Mas nem todos pensam assim. Muitos alemães – e não só cidadãos “anti-vacinas” – acreditam que tornar a vacina obrigatória seria, de facto, um ataque a liberdades fundamentais.
“Cada cidadão deve decidir livremente se se vacina ou não, desde que o nosso sistema de saúde não esteja sobrecarregado”, entende o deputado Andrew Ullmann.
“Será certamente complicado justificar uma vacinação obrigatória para todos”, adianta Ullmann. Mas, olhando para a situação atual na Alemanha, “poder-se-ia discutir uma vacinação obrigatória para maiores de 50 anos”.
O deputado Erwin Rüddel, acrescenta, no entanto, que, antes de se avançar para uma discussão desse género, é necessário “controlar rigorosamente” as medidas que já estão em vigor.

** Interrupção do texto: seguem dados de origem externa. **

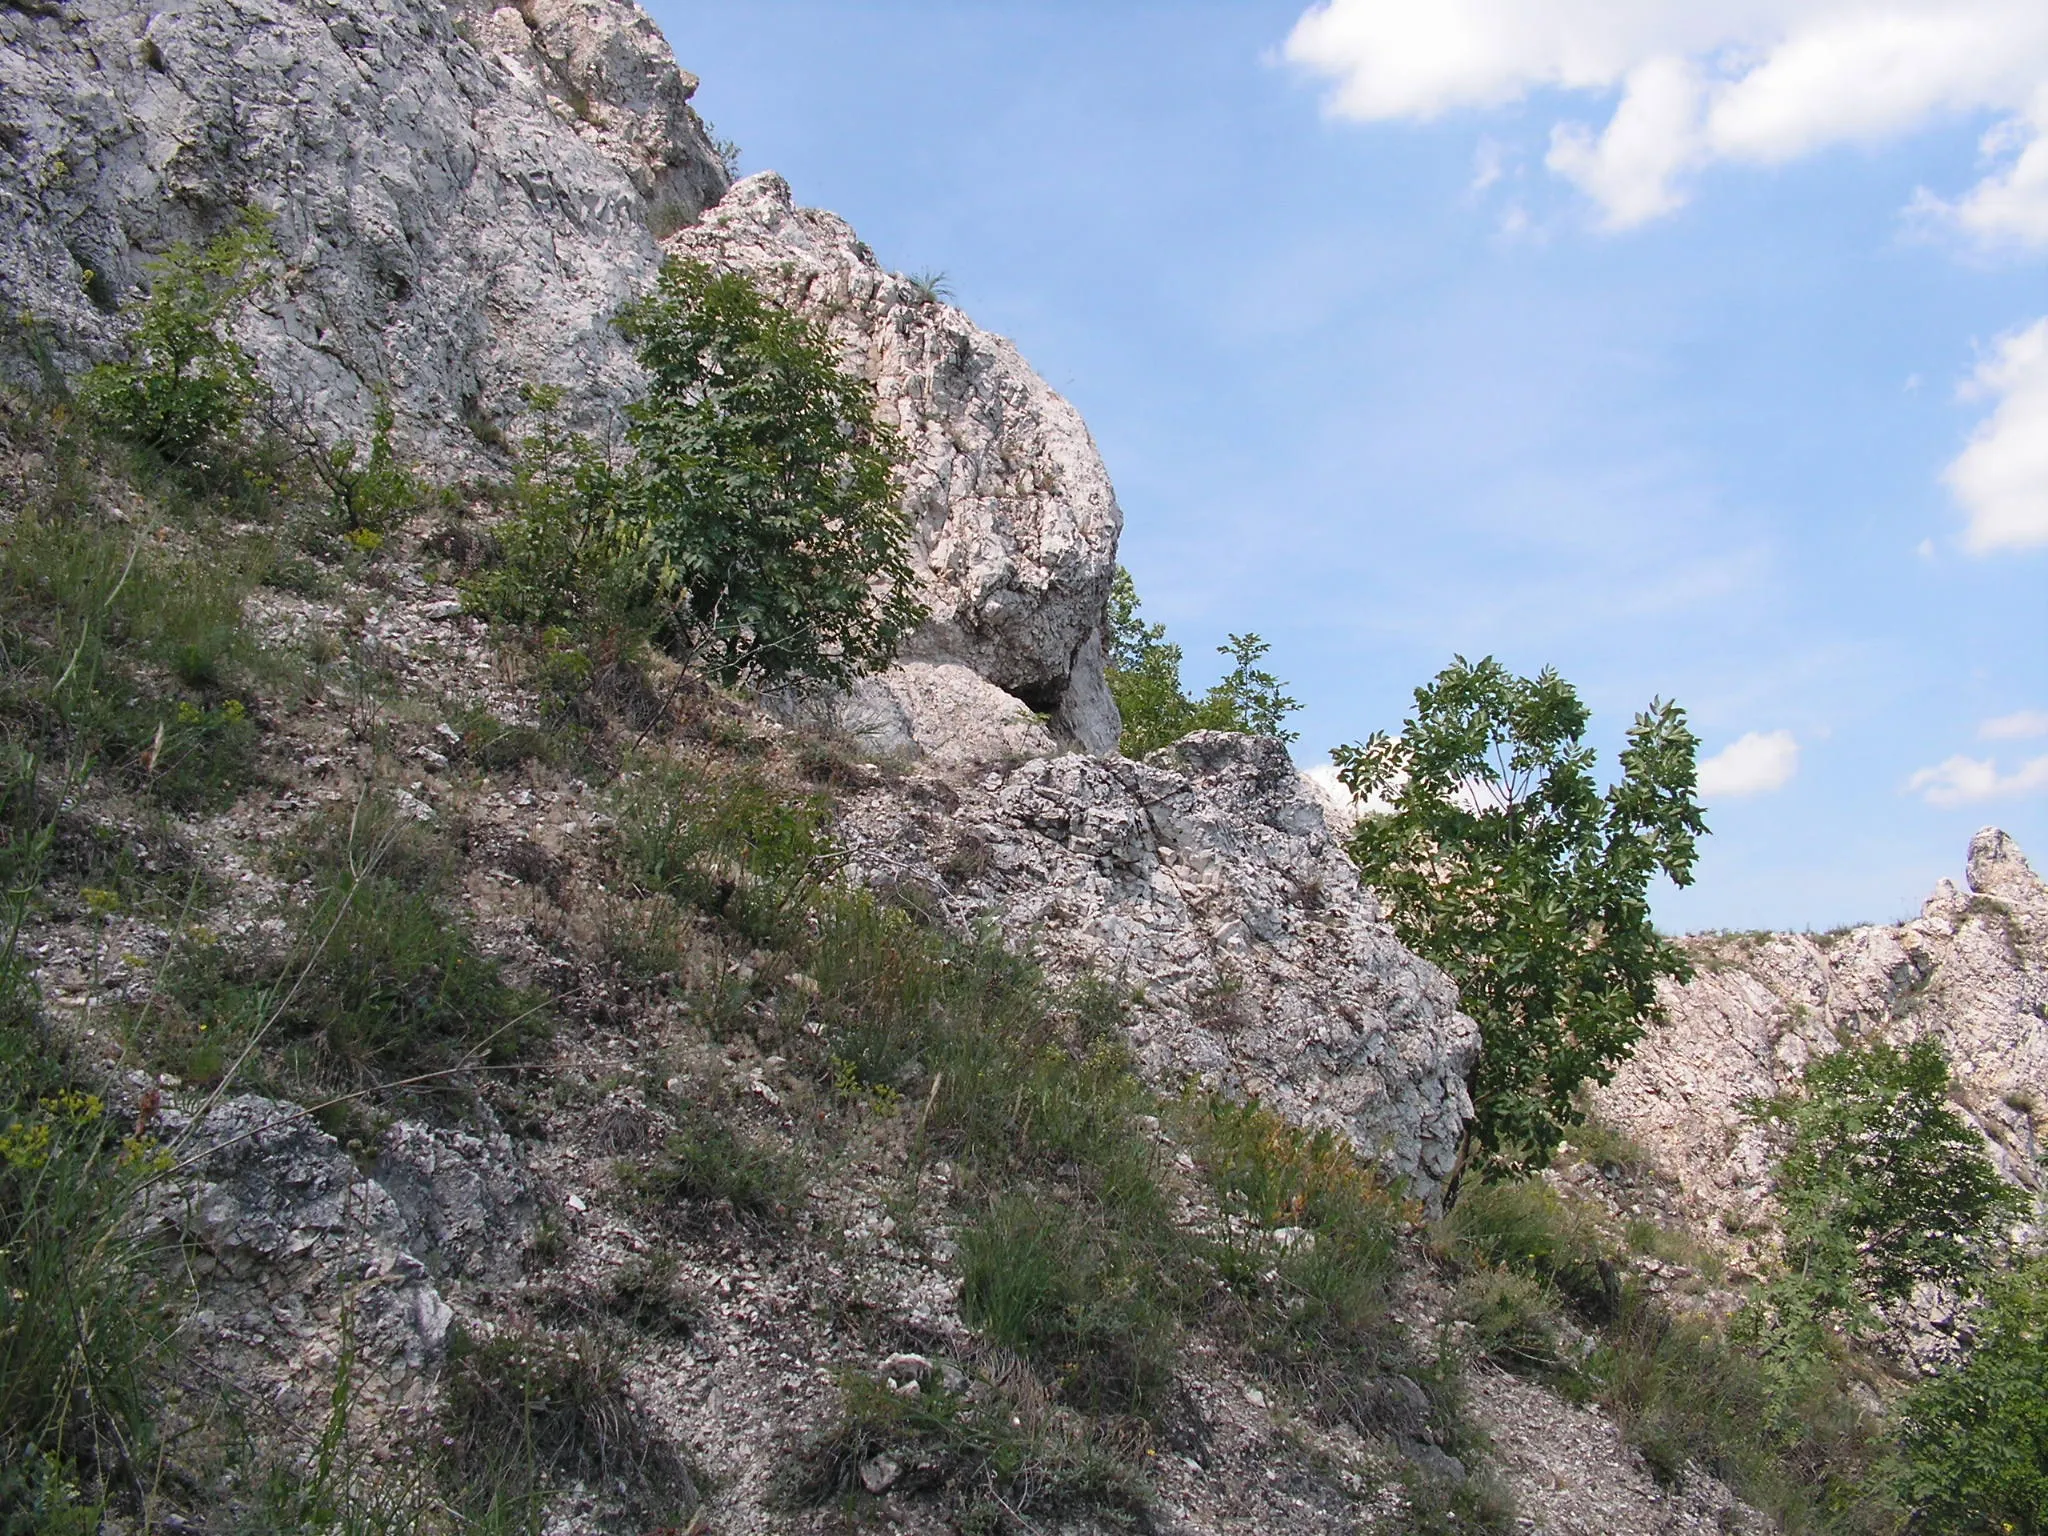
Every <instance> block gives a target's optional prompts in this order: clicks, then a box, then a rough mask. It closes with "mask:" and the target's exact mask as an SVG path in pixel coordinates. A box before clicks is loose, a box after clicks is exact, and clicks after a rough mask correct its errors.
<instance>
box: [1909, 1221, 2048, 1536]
mask: <svg viewBox="0 0 2048 1536" xmlns="http://www.w3.org/2000/svg"><path fill="white" fill-rule="evenodd" d="M1970 1325H1972V1329H1974V1333H1976V1339H1974V1343H1972V1348H1970V1354H1968V1356H1964V1360H1962V1364H1960V1366H1956V1368H1952V1370H1944V1372H1942V1374H1937V1376H1933V1378H1929V1380H1925V1382H1921V1384H1919V1386H1915V1389H1913V1391H1911V1393H1909V1395H1907V1401H1905V1407H1903V1413H1901V1421H1903V1436H1901V1438H1903V1440H1905V1470H1903V1477H1901V1493H1905V1497H1907V1499H1909V1501H1911V1503H1913V1507H1915V1513H1917V1520H1915V1530H1923V1532H1929V1536H2044V1532H2048V1386H2044V1384H2048V1255H2036V1257H2032V1260H2030V1262H2025V1264H2021V1266H2017V1268H2015V1270H2011V1272H2007V1274H2003V1276H1999V1278H1997V1280H1993V1282H1991V1286H1989V1290H1987V1296H1985V1305H1982V1307H1980V1309H1978V1311H1976V1315H1974V1317H1972V1319H1970Z"/></svg>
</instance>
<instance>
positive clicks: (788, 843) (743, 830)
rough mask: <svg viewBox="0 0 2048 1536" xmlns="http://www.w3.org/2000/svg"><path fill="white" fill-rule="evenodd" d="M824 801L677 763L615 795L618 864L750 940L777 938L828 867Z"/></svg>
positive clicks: (804, 914) (790, 936)
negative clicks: (798, 794) (619, 799)
mask: <svg viewBox="0 0 2048 1536" xmlns="http://www.w3.org/2000/svg"><path fill="white" fill-rule="evenodd" d="M827 813H829V803H827V801H825V799H821V797H805V799H793V797H788V795H784V793H782V791H780V788H776V786H774V784H770V782H768V780H766V778H762V776H760V774H754V772H739V774H729V776H715V774H707V772H698V770H692V768H684V766H664V768H653V770H649V772H643V774H641V776H639V778H635V780H633V782H631V784H629V788H627V791H625V795H623V797H621V813H618V840H621V854H623V858H625V866H627V870H629V872H631V874H633V879H635V881H639V885H641V889H643V891H647V893H649V895H668V897H674V899H678V901H684V903H688V905H692V907H696V909H698V911H702V913H707V915H711V918H717V920H721V922H725V924H727V926H729V928H733V932H737V934H741V936H743V938H750V940H754V942H786V940H788V938H793V934H795V926H797V922H799V920H801V918H803V915H805V913H807V911H809V907H811V903H813V901H815V899H817V895H819V889H821V883H823V879H825V877H827V874H829V872H831V870H834V868H838V850H836V848H834V844H831V840H829V836H827V834H825V817H827Z"/></svg>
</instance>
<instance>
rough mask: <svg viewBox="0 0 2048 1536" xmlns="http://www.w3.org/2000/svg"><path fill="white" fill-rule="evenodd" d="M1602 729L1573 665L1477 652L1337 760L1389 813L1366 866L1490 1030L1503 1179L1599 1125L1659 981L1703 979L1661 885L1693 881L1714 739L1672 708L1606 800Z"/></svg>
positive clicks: (1646, 725)
mask: <svg viewBox="0 0 2048 1536" xmlns="http://www.w3.org/2000/svg"><path fill="white" fill-rule="evenodd" d="M1587 719H1589V715H1587V709H1585V705H1581V702H1579V696H1577V692H1573V688H1571V684H1567V682H1565V680H1563V678H1559V676H1556V672H1550V670H1544V672H1542V674H1540V676H1536V678H1518V676H1513V674H1509V672H1507V670H1505V668H1503V666H1501V664H1499V662H1495V659H1493V657H1485V659H1483V662H1479V664H1477V666H1475V664H1468V662H1466V659H1464V657H1462V655H1460V657H1458V659H1456V662H1454V664H1452V666H1450V668H1446V670H1444V672H1442V674H1438V678H1436V680H1434V682H1430V684H1425V686H1421V688H1417V690H1415V715H1413V717H1411V719H1409V721H1405V723H1403V727H1401V735H1397V737H1389V735H1384V733H1374V735H1372V737H1370V739H1368V741H1364V743H1362V745H1346V748H1337V750H1335V752H1333V754H1331V756H1333V758H1335V762H1337V776H1339V778H1341V780H1343V784H1346V786H1348V788H1350V791H1352V793H1354V795H1356V797H1360V799H1362V801H1368V803H1372V805H1380V803H1382V805H1384V807H1386V809H1370V811H1368V815H1364V817H1362V819H1360V823H1358V829H1356V834H1354V838H1352V858H1354V860H1356V862H1358V868H1360V874H1362V877H1364V879H1366V883H1370V885H1372V887H1374V889H1376V891H1378V893H1380V897H1382V899H1384V903H1386V911H1389V918H1391V920H1393V924H1395V932H1397V934H1399V936H1401V942H1403V944H1407V946H1409V948H1413V950H1415V952H1419V954H1425V956H1427V958H1432V961H1436V963H1438V965H1440V967H1444V971H1448V973H1450V977H1452V981H1456V983H1458V995H1460V999H1462V1006H1464V1010H1466V1012H1468V1014H1470V1016H1473V1018H1475V1020H1479V1026H1481V1030H1483V1036H1485V1044H1483V1051H1481V1057H1479V1065H1477V1069H1475V1075H1473V1083H1470V1087H1473V1106H1475V1118H1473V1124H1470V1130H1468V1137H1470V1151H1473V1153H1477V1155H1479V1167H1481V1171H1485V1174H1513V1171H1524V1169H1532V1167H1542V1165H1546V1163H1548V1161H1550V1155H1552V1153H1554V1151H1556V1147H1559V1143H1561V1141H1563V1139H1565V1135H1567V1130H1569V1128H1571V1126H1573V1124H1577V1122H1579V1120H1581V1118H1583V1116H1581V1114H1579V1110H1577V1108H1573V1096H1575V1094H1577V1092H1579V1087H1581V1085H1583V1083H1589V1081H1591V1083H1604V1081H1608V1079H1610V1077H1612V1075H1614V1069H1616V1067H1618V1065H1620V1063H1622V1061H1624V1059H1626V1057H1628V1051H1630V1047H1634V1042H1636V1040H1638V1038H1640V1036H1642V1030H1645V1026H1647V1022H1649V1020H1651V1018H1653V1016H1655V1008H1657V979H1659V977H1679V979H1683V977H1688V975H1690V967H1688V963H1686V956H1683V952H1681V950H1679V948H1677V946H1675V944H1671V942H1669V940H1667V938H1663V936H1661V934H1659V932H1657V930H1655V926H1653V924H1651V911H1649V895H1647V893H1649V883H1651V879H1653V877H1657V874H1665V877H1669V879H1671V881H1673V883H1677V885H1686V883H1690V881H1692V862H1694V850H1696V840H1698V838H1700V836H1704V831H1706V823H1704V819H1702V815H1700V807H1698V805H1696V801H1694V756H1696V748H1698V739H1696V737H1694V733H1692V731H1690V729H1688V725H1686V711H1681V709H1677V705H1665V702H1655V700H1653V702H1651V707H1649V709H1647V711H1645V713H1640V715H1636V721H1634V725H1632V727H1630V729H1628V745H1626V750H1624V752H1622V754H1620V766H1622V776H1620V780H1618V782H1614V784H1612V786H1610V788H1608V791H1606V793H1602V791H1599V786H1597V784H1595V780H1593V764H1595V754H1593V750H1591V748H1589V745H1585V727H1587Z"/></svg>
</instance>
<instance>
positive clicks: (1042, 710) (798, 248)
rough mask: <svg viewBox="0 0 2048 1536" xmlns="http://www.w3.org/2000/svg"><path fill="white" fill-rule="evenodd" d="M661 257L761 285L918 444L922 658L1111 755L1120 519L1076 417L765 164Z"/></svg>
mask: <svg viewBox="0 0 2048 1536" xmlns="http://www.w3.org/2000/svg"><path fill="white" fill-rule="evenodd" d="M668 248H670V250H672V252H674V254H678V256H686V258H692V260H705V262H713V264H717V266H725V268H733V270H741V272H748V274H750V276H754V279H756V281H758V283H760V285H762V287H764V289H766V291H768V293H772V295H774V297H778V299H782V301H784V303H788V305H793V307H797V309H801V311H803V313H807V315H811V317H813V319H817V322H819V324H823V326H825V330H827V332H829V334H831V338H834V342H838V344H840V348H842V352H844V356H846V362H848V367H850V369H852V371H854V373H858V375H862V377H864V379H868V381H870V383H872V385H874V391H877V395H879V401H881V412H879V414H881V418H883V420H885V422H889V424H891V426H895V428H897V430H899V432H901V434H903V440H905V444H907V449H909V451H911V467H909V492H907V506H909V512H911V520H913V532H911V553H913V557H915V563H918V569H920V596H922V598H924V602H926V604H928V606H930V608H932V618H930V621H928V623H926V627H924V629H922V631H920V635H918V637H915V639H913V641H911V645H909V647H907V649H905V657H907V659H913V662H952V664H961V666H967V668H971V670H973V672H977V674H981V676H983V678H987V680H989V682H993V684H995V686H997V688H1004V690H1006V692H1012V694H1016V696H1018V698H1022V700H1024V702H1026V705H1028V707H1030V709H1032V711H1040V713H1049V715H1053V717H1055V719H1057V723H1059V729H1061V731H1063V733H1065V735H1067V737H1069V739H1073V741H1077V743H1079V745H1081V748H1085V750H1090V752H1110V750H1114V748H1116V735H1118V721H1116V705H1114V702H1112V700H1110V694H1108V688H1106V686H1104V682H1102V621H1104V604H1106V600H1108V592H1110V578H1112V575H1114V573H1116V537H1118V532H1120V530H1122V512H1120V510H1118V506H1116V492H1114V489H1112V487H1110V475H1108V471H1106V469H1104V467H1102V455H1100V453H1096V444H1094V438H1092V436H1090V434H1087V426H1085V424H1083V422H1081V414H1079V412H1077V410H1075V408H1073V406H1071V403H1067V401H1065V399H1061V397H1059V395H1057V393H1053V389H1051V387H1049V385H1047V383H1044V379H1040V377H1038V375H1036V373H1032V371H1030V365H1028V362H1024V358H1022V356H1018V350H1016V346H1012V344H1010V342H1008V340H1004V338H1001V336H991V334H989V332H985V330H981V328H977V326H975V324H973V322H971V319H969V317H967V315H965V313H961V311H958V309H954V307H952V305H948V303H940V301H936V299H934V297H930V295H928V293H922V291H920V289H918V287H915V285H913V283H909V281H907V279H903V276H895V274H891V272H885V270H883V268H881V264H879V262H877V260H874V254H872V252H870V250H868V248H866V246H864V244H862V242H860V240H858V238H856V236H854V231H852V227H850V225H848V223H846V221H844V219H840V217H838V215H831V213H823V211H819V209H801V207H797V205H795V201H793V197H791V188H788V182H784V180H782V178H780V176H776V174H772V172H764V174H760V176H750V178H745V180H743V182H739V184H735V186H733V188H731V190H729V193H727V195H725V197H723V199H721V201H719V205H717V207H715V209H711V211H709V213H707V215H705V217H702V219H700V221H698V223H694V225H690V227H688V229H680V231H678V233H676V236H672V238H670V242H668Z"/></svg>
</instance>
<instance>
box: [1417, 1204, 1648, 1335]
mask: <svg viewBox="0 0 2048 1536" xmlns="http://www.w3.org/2000/svg"><path fill="white" fill-rule="evenodd" d="M1444 1235H1446V1237H1448V1247H1450V1253H1452V1255H1454V1257H1458V1260H1462V1262H1466V1264H1470V1262H1481V1264H1493V1266H1497V1268H1501V1270H1507V1272H1511V1274H1522V1276H1528V1278H1530V1280H1536V1282H1540V1284H1544V1286H1548V1288H1552V1290H1554V1292H1556V1294H1559V1296H1563V1298H1565V1300H1567V1303H1569V1305H1571V1309H1573V1311H1575V1313H1579V1317H1583V1319H1587V1321H1591V1323H1599V1321H1606V1319H1610V1317H1612V1315H1614V1309H1616V1303H1618V1300H1620V1276H1618V1270H1616V1266H1614V1257H1612V1255H1610V1253H1608V1243H1606V1239H1604V1237H1602V1233H1599V1229H1597V1227H1595V1225H1593V1223H1591V1221H1589V1219H1587V1217H1585V1214H1583V1212H1581V1210H1577V1208H1573V1206H1567V1204H1565V1200H1561V1198H1559V1194H1556V1190H1552V1188H1550V1186H1546V1184H1542V1182H1538V1180H1518V1182H1513V1184H1481V1186H1475V1188H1466V1190H1464V1192H1462V1194H1460V1196H1458V1202H1456V1204H1454V1206H1452V1208H1450V1214H1448V1217H1446V1219H1444Z"/></svg>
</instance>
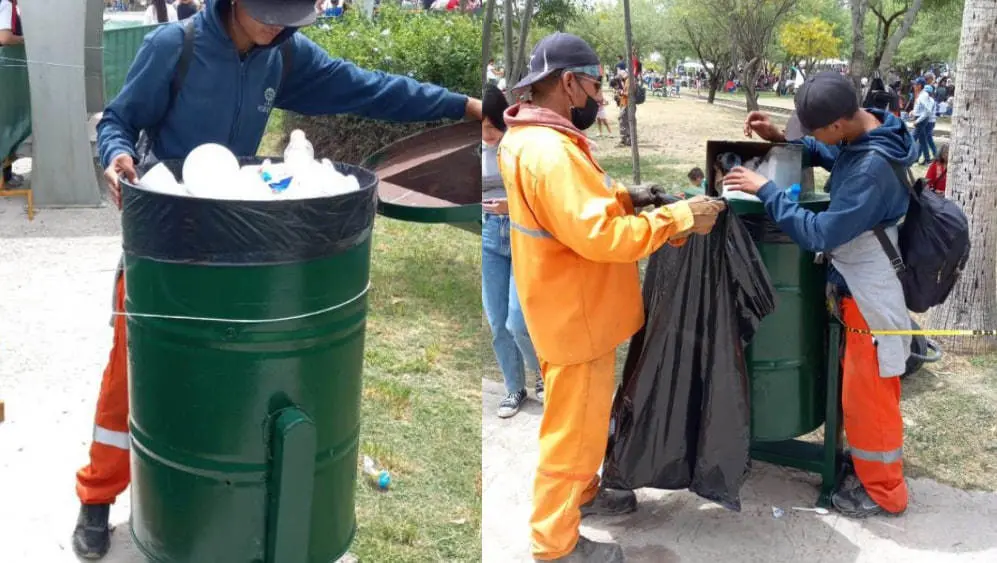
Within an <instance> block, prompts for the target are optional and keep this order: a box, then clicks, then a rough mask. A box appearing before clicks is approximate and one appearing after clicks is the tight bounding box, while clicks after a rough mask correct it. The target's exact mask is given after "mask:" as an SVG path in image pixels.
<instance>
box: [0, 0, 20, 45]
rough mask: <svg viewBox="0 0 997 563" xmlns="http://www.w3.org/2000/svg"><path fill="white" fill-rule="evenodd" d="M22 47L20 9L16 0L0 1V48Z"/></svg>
mask: <svg viewBox="0 0 997 563" xmlns="http://www.w3.org/2000/svg"><path fill="white" fill-rule="evenodd" d="M10 45H24V29H23V28H22V27H21V9H20V8H18V7H17V0H0V47H7V46H10Z"/></svg>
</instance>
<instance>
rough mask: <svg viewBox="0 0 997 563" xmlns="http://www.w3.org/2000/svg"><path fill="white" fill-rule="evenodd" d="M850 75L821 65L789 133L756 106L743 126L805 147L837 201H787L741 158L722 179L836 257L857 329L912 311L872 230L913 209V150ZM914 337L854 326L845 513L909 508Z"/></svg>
mask: <svg viewBox="0 0 997 563" xmlns="http://www.w3.org/2000/svg"><path fill="white" fill-rule="evenodd" d="M857 100H858V98H857V95H856V91H855V87H854V85H853V84H852V82H851V80H849V79H848V78H847V77H845V76H842V75H840V74H838V73H821V74H818V75H815V76H812V77H810V78H808V79H807V80H806V82H805V83H804V84H803V86H802V87H801V88H800V90H799V92H797V94H796V113H795V114H794V115H793V117H792V118H791V119H790V122H789V126H788V127H787V130H786V132H783V131H780V130H778V129H777V128H776V127H775V126H773V125H772V122H771V121H769V118H768V116H766V115H764V114H762V113H760V112H752V113H751V114H749V115H748V118H747V121H746V123H745V134H747V135H748V136H750V135H751V134H752V133H757V134H758V135H759V136H760V137H762V138H763V139H766V140H768V141H772V142H785V141H787V140H790V141H792V142H798V143H800V144H802V145H803V147H804V155H805V156H804V160H805V162H804V164H805V165H810V166H820V167H822V168H824V169H826V170H828V171H831V177H830V179H829V180H828V185H829V187H830V194H831V203H830V206H829V207H828V208H827V210H826V211H822V212H819V213H814V212H812V211H808V210H806V209H804V208H803V207H802V206H800V205H799V204H798V203H796V202H794V201H792V200H791V199H790V198H789V197H788V196H787V195H786V194H785V193H784V192H783V189H784V188H785V187H786V186H776V185H775V184H774V183H773V182H771V181H769V180H768V179H767V178H764V177H762V176H760V175H759V174H757V173H755V172H752V171H750V170H747V169H744V168H736V169H734V170H733V171H732V172H731V173H730V174H729V175H728V176H727V177H726V178H724V183H725V184H727V185H729V186H731V188H732V189H736V190H740V191H744V192H747V193H751V194H755V195H757V196H758V197H759V198H760V199H761V200H762V201H763V202H764V204H765V210H766V211H767V212H768V214H769V215H770V216H771V217H772V219H773V220H774V221H775V222H776V223H778V225H779V227H780V228H781V229H782V230H783V231H784V232H785V233H786V234H788V235H789V236H790V237H791V238H792V239H793V241H795V242H796V243H797V244H799V245H800V246H802V247H803V248H805V249H806V250H809V251H811V252H823V253H825V255H826V256H829V257H830V260H831V271H830V279H829V283H830V284H831V286H832V287H833V288H834V292H835V293H836V294H837V295H838V296H840V297H841V300H840V309H841V316H842V319H843V321H844V323H845V325H846V326H847V327H850V328H855V329H868V328H870V327H871V328H873V329H879V330H910V328H911V325H910V317H909V314H908V312H907V306H906V303H905V301H904V294H903V288H902V286H901V284H900V281H899V279H898V278H897V276H896V273H895V272H894V270H893V266H892V265H891V264H890V259H889V258H888V257H887V256H886V253H885V251H884V250H883V248H882V246H881V245H880V243H879V241H878V240H877V238H876V236H875V234H874V233H873V230H872V229H873V228H874V227H877V226H882V227H884V228H885V229H886V233H887V236H888V237H889V238H890V240H891V241H892V242H893V244H896V242H897V222H898V221H899V220H900V219H901V218H902V217H903V216H904V215H905V214H906V213H907V202H908V193H907V188H906V186H905V185H904V184H903V183H902V181H901V179H900V174H906V170H907V168H908V167H910V166H911V165H912V164H913V163H914V162H915V161H916V160H917V149H916V146H915V143H914V139H913V137H911V135H910V133H909V132H908V131H907V128H906V127H905V126H904V124H903V122H901V121H900V120H899V119H897V118H896V117H894V116H893V115H892V114H889V113H886V112H884V111H882V110H868V109H860V108H859V105H858V101H857ZM909 354H910V337H907V336H880V337H876V338H873V337H872V336H870V335H868V334H859V333H855V332H847V333H846V336H845V357H844V362H843V377H844V381H843V386H842V409H843V411H844V424H845V432H846V433H847V435H848V441H849V444H850V446H851V456H852V460H853V462H854V466H855V472H856V474H857V476H858V479H859V482H860V483H859V484H858V485H857V486H856V487H854V488H852V489H848V490H841V491H838V492H836V493H835V494H834V496H833V498H832V501H833V503H834V506H835V508H836V509H837V510H838V511H840V512H841V513H842V514H844V515H846V516H851V517H859V518H860V517H865V516H870V515H873V514H883V513H887V514H899V513H902V512H903V511H904V510H905V509H906V508H907V485H906V483H905V481H904V476H903V462H902V458H903V419H902V418H901V415H900V377H899V376H900V375H902V374H903V373H904V371H905V370H906V360H907V357H908V356H909Z"/></svg>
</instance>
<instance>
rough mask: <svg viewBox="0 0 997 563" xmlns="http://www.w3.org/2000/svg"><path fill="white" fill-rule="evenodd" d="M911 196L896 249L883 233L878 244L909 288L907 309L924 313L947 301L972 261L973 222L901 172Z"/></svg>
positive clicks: (877, 232) (919, 184)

Em Bona, por exemplo, não é só o mercado de Natal que está interdito a não vacinados. Quem não tem vacina contra a Covid-19 ou um certificado de recuperação da doença está impedido de ir a restaurantes, ao ginásio ou ao teatro. À entrada dos locais de trabalho, também é preciso mostrar um desses certificados. Os trabalhadores podem ainda apresentar um teste negativo à Covid-19, mas o teste rápido, por exemplo, só é válido por um dia.
Segundo o parlamentar da CDU, “é preciso esperar primeiro pela reação” das pessoas a um maior controlo das restrições “antes de decidir sobre uma obrigatoriedade da vacina para todos. Quanto a este aspeto, estou relutante”, comenta Rüddel.